More cities will be looking to update their housing regulations next week, following pressure from state officials to zone for more than 100,000 new homes in Orange County in the next few years.
California’s housing shortage has pitted local city council members against state officials.
City officials have been fighting and pushing back against state mandated housing goals and laws that cities say are unrealistic and rob local elected leaders of the chance to control destiny.
[ Read: Newport Beach Joins Other Cities in Battle With State for Greater Local Control on Land Use ]
Meanwhile, Orange County residents have identified housing and homelessness as their most important problems, according to the 2020 Orange County Annual Survey conducted by Chapman University.
“Housing costs have skyrocketed in the county during the past decade, and significant media coverage shed light on large homeless encampments along the Santa Ana Riverbed and at the Civic Center in the late 2010s,” reads the survey report.
Granny Flats
One housing issue that has officials at odds is granny flats, or accessory dwelling units (ADU) in city planning jargon.
Over the last five years, the California Legislature passed new rules limiting local control over the size and location of granny flats, setting mandatory boundaries that in some cases require cities to allow more units than they would’ve previously.
Those limits also make it nearly impossible for cities to require additional parking spots for the units.
Other cities have already looked at updating their granny flat regulations in recent weeks.
[ Read: Orange County Cities Update Rules On ‘Granny Flats’ In Response To State Housing Mandates ]
More cities in the county are taking up the issue next week including Orange, Stanton, Westminster and Garden Grove.
“The state of California started creating laws in 2017 mandating cities to allow people to build [granny flats] and junior [granny flats] to increase the rental stock in California,” said Elizabeth Pearson, founder of Laguna ADU and former mayor of Laguna Beach.
The Laguna ADU company is looking to help seniors build granny flats.
Pearson said she launched the company about a week and a half ago and that this type of unit helps create moderately priced and affordable housing.
“It’s perfect for creating units for younger people,” she said. “Or people who work in our restaurants and our retail stores that can’t live here and this creates an opportunity for them to live close to where they’re working.”

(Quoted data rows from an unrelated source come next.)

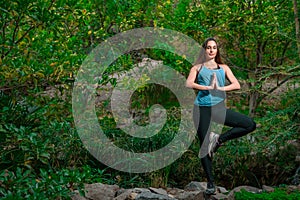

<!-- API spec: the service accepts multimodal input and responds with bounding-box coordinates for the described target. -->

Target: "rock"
[149,187,168,195]
[174,191,203,200]
[114,189,137,200]
[228,186,262,200]
[262,185,274,193]
[184,181,207,191]
[211,193,228,200]
[217,186,228,194]
[72,183,120,200]
[135,192,175,200]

“The state is urging cities to do it and some cities are more open to the idea than others.”
State Mandated Housing
Some cities are also going to review their progress meeting state-mandated goals assigned to them in a previous housing cycle, including Fountain Valley.
Newport Beach City Officials will go over their progress Tuesday.
On Wednesday, Speak Up Newport will hold a webinar with officials to discuss where their next cycle of state mandated housing will go.
The city held a similar webinar earlier this year.
Many cities in the county have pushed back against the newest state mandated goals they’ve been assigned for the next coming years.
[ Read: Santa Ana Touts Progress on State Housing Goals, Huntington Beach Considers Suing Over Them ]
The state assigned the Southern California Association of Governments — made up of city council members across the region — to come up with zoning for 1.3 million homes across six counties, including more than 180,000 in Orange County by Oct. 2029.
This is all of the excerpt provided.